Dr Jonathon Davies, an expert on peatswamps and who would be leading a project called the rehabilitation of the degraded peatswamps in Brunei said that the peatswamp forests of Brunei have a very high biodiversity values; most peatlands have a doomed structure, upon which are found unique vegetation communities. Brunei is the last stronghold for some of these communities.
Peatlands are very fragile ecosystems; once they are drained for logging and agriculture, the peat starts to decompose and they release carbon dioxide to the atmosphere, lose their carbon-accumulating and flood control functions and so much of the biodiversity is lost.
They also become verys susceptible to fire and are major contributors to the haze that envelopes parts of Indonesia, Malaysia, Singapore and Brunei during dry periods annually. Works in other countries has shown that peatland rehabilitation is viable and very cost-effective in contrast to other carbon reduction schemes.
As part of the Heart of Borneo project, an action plan has been identified with the main objective of encouraging policy changes to stimulate rehabilitation and conservation of peatlands in Brunei as well as identifying pilot sites for trying out innovative methods of rehabilitating peatlands. The rehabilitation of peatlands is a two-stage process, first, the water table is restored to its former level before drainage and secondly, reforestation is carried out where new trees are planted to replace those lost before. The aim is in some cases to restore the biodiversity value and in other cases, to encourage sustainable forestry and agriculture.

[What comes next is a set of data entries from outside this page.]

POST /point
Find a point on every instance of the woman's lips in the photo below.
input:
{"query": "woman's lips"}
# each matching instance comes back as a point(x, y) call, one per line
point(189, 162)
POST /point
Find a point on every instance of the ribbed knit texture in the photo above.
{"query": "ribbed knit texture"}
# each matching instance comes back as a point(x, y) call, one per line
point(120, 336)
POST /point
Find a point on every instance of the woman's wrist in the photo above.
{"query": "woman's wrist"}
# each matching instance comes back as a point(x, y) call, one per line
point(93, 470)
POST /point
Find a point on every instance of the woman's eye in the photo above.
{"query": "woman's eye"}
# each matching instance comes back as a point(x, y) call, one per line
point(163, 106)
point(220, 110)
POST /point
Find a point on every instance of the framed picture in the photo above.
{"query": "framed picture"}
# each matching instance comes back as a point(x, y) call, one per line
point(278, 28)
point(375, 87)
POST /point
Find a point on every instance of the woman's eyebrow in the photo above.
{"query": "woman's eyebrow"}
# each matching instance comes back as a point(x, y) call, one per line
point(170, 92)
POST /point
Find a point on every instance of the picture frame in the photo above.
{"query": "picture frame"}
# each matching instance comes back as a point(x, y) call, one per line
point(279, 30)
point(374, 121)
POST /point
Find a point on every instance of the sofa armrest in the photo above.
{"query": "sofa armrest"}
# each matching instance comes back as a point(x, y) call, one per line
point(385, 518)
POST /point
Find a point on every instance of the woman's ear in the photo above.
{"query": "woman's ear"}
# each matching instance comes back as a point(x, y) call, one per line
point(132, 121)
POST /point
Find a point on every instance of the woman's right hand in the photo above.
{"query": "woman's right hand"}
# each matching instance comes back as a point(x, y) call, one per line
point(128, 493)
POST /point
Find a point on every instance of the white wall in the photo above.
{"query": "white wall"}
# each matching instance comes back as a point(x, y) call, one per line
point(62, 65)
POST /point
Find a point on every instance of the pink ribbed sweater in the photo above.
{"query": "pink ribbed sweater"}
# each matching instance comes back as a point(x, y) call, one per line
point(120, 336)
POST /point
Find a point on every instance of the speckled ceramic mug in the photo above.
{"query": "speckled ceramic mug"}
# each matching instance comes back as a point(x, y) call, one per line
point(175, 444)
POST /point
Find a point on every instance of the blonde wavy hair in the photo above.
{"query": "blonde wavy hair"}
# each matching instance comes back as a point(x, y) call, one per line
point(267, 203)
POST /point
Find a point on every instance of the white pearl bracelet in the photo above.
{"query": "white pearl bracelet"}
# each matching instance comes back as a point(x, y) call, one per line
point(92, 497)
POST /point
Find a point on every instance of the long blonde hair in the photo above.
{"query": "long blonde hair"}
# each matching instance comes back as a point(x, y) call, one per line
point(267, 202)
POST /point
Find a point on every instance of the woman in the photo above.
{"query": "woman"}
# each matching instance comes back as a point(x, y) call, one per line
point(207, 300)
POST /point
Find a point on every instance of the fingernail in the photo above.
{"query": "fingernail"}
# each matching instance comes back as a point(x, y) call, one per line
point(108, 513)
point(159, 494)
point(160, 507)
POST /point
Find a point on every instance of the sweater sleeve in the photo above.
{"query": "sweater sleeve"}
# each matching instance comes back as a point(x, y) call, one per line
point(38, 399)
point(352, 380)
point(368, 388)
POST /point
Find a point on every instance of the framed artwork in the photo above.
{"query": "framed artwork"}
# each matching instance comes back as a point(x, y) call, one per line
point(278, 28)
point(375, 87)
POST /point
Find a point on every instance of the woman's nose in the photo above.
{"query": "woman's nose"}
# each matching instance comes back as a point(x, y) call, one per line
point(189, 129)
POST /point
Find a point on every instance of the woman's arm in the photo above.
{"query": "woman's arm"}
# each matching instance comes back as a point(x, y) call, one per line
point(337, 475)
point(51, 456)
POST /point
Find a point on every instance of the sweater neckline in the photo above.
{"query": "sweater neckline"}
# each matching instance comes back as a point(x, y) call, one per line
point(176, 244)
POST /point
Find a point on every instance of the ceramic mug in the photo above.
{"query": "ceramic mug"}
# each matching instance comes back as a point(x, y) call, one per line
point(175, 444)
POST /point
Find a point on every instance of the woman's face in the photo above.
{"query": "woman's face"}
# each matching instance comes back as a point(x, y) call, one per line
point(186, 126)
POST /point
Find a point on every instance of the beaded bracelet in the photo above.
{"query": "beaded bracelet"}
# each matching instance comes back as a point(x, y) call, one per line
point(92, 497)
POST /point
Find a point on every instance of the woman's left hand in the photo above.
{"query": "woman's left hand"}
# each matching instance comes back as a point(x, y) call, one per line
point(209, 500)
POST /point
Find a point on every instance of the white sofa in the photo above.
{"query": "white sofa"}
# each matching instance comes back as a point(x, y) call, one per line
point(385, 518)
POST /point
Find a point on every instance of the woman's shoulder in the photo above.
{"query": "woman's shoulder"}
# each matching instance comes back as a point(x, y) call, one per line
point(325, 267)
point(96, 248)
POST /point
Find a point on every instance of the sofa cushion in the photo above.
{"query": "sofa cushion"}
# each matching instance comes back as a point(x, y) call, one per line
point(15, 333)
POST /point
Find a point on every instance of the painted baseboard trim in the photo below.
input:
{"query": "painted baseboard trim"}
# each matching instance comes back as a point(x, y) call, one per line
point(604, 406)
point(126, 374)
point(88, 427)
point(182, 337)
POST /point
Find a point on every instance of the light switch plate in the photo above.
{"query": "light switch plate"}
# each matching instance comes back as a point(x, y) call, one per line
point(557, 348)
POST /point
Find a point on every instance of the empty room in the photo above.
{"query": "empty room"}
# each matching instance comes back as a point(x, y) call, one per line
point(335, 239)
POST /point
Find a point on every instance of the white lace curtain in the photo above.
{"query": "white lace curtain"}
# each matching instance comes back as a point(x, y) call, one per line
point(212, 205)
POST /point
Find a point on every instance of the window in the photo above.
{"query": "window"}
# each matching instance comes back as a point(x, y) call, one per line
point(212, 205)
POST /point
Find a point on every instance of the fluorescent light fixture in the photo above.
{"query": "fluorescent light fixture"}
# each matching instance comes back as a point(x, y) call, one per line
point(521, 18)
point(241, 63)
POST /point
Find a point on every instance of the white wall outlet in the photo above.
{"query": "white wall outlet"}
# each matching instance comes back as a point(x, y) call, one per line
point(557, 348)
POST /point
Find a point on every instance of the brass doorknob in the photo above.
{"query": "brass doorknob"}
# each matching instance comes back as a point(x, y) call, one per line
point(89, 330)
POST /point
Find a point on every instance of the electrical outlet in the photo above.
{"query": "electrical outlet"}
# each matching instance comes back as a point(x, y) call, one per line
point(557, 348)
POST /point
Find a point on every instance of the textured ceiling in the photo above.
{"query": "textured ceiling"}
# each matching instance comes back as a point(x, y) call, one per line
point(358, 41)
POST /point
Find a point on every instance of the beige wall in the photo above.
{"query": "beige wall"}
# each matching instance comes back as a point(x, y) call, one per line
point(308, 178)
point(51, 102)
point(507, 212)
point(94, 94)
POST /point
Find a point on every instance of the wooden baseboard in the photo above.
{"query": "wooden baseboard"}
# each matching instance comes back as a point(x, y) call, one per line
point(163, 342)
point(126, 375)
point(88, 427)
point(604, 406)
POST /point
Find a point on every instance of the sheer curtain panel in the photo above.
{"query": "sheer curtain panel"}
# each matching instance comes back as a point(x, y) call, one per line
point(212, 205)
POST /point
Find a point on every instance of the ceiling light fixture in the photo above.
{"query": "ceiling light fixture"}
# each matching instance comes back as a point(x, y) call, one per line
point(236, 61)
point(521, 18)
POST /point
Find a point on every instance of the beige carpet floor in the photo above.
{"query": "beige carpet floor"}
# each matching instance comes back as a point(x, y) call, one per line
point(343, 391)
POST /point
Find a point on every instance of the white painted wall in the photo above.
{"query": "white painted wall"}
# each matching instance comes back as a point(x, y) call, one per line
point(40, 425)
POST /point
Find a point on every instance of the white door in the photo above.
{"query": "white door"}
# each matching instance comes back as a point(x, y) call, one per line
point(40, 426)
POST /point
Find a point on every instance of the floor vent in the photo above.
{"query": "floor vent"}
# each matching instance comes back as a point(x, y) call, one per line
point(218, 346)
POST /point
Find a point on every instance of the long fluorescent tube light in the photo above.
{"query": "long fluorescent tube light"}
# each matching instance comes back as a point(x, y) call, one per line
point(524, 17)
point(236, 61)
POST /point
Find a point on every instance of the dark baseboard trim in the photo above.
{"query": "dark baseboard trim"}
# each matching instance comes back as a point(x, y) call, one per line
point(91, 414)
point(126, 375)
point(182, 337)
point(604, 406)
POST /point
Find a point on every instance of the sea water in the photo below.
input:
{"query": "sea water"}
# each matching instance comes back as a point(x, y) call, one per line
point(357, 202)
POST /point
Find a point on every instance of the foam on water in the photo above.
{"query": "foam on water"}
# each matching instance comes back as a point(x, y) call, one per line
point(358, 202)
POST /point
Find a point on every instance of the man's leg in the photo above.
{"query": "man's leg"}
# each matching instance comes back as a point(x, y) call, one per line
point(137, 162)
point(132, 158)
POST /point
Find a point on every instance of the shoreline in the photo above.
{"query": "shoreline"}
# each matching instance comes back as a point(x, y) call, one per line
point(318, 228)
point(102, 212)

Dr Jonathan Davies pointed out that converting peatlands to other uses is seldom a good investment, aside from the loss of the ecological services that they provide. “There is a lot of experience in the region to show that what seems easy with modern technology ends up being hugely expensive and technically difficult, when done on a large scale, because of the nature of the peat itself and the water management that has to be done. It is a lot more beneficial to manage peatlands in harmony with nature”.